About
AI in Computational Arts, Music, and Games is a research group at Data Science and AI division at the Computer Science and Engineering department at Chalmers University of Technology. Our research explores the novel aesthetics and affordances of Machine Learning (ML) and Artificial Intelligence (AI) within artistic applications.
Our research encompasses AI and ML approaches such as deep generative models, supervised, unsupervised, and reinforcement learning, evolutionary approaches, multi-agent systems, and natural language processing within creative domains. These domains include multimedia applications such as music and sound art, video games, and interactive arts. In our research, the specifics of domain, problem, task, or real-world context guide our technological and algorithmic choices, rather than adhering to independent disciplinary silos. We position this interdisciplinary approach under the encompassing term, computational arts.
AI in Computational Arts, Music, and Games (AI-CompArts) contributes to the CSE department in a broader context with a unique interdisciplinary research and education at the intersection of creative domains and Artificial Intelligence. Computational Arts is an interdisciplinary field that merges principles and techniques from computer science, artificial intelligence, and digital media to create, analyze, and interact with multimedia works. The discipline involves the use of algorithms, software, and hardware to generate, manipulate, and present multimedia content in various forms, including visual art, music, sound, and multimedia installations. This field explores the novel affordances of computational methods, such as deep generative models (also referred to as generative AI), to push the boundaries of conventional art forms and create innovative interactive technology.
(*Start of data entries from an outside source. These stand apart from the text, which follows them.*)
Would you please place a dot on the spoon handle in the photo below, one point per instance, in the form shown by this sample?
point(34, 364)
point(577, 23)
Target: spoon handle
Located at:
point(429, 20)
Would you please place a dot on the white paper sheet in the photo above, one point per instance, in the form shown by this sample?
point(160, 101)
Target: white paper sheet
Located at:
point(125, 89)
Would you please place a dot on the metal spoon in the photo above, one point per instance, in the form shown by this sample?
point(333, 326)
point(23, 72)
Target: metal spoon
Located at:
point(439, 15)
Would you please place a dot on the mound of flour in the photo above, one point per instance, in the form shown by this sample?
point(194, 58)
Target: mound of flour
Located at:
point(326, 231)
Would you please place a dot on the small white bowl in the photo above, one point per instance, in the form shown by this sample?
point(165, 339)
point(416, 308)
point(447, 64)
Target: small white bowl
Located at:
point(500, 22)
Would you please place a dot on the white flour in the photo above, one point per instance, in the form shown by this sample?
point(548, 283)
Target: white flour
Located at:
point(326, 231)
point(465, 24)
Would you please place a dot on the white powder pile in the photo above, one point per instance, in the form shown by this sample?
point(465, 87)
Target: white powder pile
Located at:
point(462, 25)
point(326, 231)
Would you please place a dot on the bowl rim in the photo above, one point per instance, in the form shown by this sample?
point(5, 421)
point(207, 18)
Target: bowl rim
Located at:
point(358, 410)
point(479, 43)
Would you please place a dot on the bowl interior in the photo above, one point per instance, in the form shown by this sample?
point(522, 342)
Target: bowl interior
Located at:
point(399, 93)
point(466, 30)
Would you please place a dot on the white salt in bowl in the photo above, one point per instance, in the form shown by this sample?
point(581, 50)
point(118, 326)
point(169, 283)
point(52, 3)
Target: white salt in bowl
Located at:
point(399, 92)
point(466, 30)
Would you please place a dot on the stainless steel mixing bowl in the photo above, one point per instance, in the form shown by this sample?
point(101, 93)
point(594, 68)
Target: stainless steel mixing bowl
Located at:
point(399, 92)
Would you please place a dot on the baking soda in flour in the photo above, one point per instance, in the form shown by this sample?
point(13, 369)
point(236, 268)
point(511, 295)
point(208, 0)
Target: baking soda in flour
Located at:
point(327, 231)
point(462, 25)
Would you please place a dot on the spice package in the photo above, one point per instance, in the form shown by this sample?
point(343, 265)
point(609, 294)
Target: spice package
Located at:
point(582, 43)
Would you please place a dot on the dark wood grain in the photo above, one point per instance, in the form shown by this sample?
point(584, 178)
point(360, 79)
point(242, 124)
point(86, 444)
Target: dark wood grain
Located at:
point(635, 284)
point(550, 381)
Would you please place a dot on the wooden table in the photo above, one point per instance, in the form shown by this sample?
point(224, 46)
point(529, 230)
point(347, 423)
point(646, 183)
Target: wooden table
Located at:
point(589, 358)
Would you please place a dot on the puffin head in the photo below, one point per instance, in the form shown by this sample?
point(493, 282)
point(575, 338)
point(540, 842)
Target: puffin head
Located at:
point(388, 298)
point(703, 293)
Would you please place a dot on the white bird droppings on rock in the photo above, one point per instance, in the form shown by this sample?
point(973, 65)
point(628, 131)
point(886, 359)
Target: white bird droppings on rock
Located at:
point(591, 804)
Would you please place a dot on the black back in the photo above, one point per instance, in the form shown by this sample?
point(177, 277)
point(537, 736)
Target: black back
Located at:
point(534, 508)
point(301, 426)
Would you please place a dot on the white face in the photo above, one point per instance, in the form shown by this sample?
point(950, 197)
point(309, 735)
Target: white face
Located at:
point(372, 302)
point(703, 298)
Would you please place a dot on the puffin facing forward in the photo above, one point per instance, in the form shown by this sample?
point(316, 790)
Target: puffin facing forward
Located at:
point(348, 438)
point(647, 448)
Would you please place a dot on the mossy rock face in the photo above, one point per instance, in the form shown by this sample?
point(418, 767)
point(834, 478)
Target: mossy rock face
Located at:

Conventional machine learning and artificial intelligence emphasize the end-product, or gestalt, and optimization, addressing questions such as: which architecture performs better or faster? How do we generate high-quality content such as images, videos, audio, or music? While these questions and their outcomes are relevant and significant contributions, investi- gations into AI technology processes, actors, stakeholders, diversity, inclusion, representation, and sustainability can further benefit societal discourses. To achieve this, we employ a mix of methods that combine quantitative analysis of datasets, models, algorithms, and content; with qualitative perspectives from social sciences and humanities, thereby connecting scientific knowledge to its societal impact.
Acknowledgements
The work of this research group was partially supported by the Wallenberg AI, Autonomous Systems and Software Program—Humanity and Society (WASP-HS), funded by the Marianne and Marcus Wallenberg Foundation and the Marcus and Amalia Wallenberg Foundation.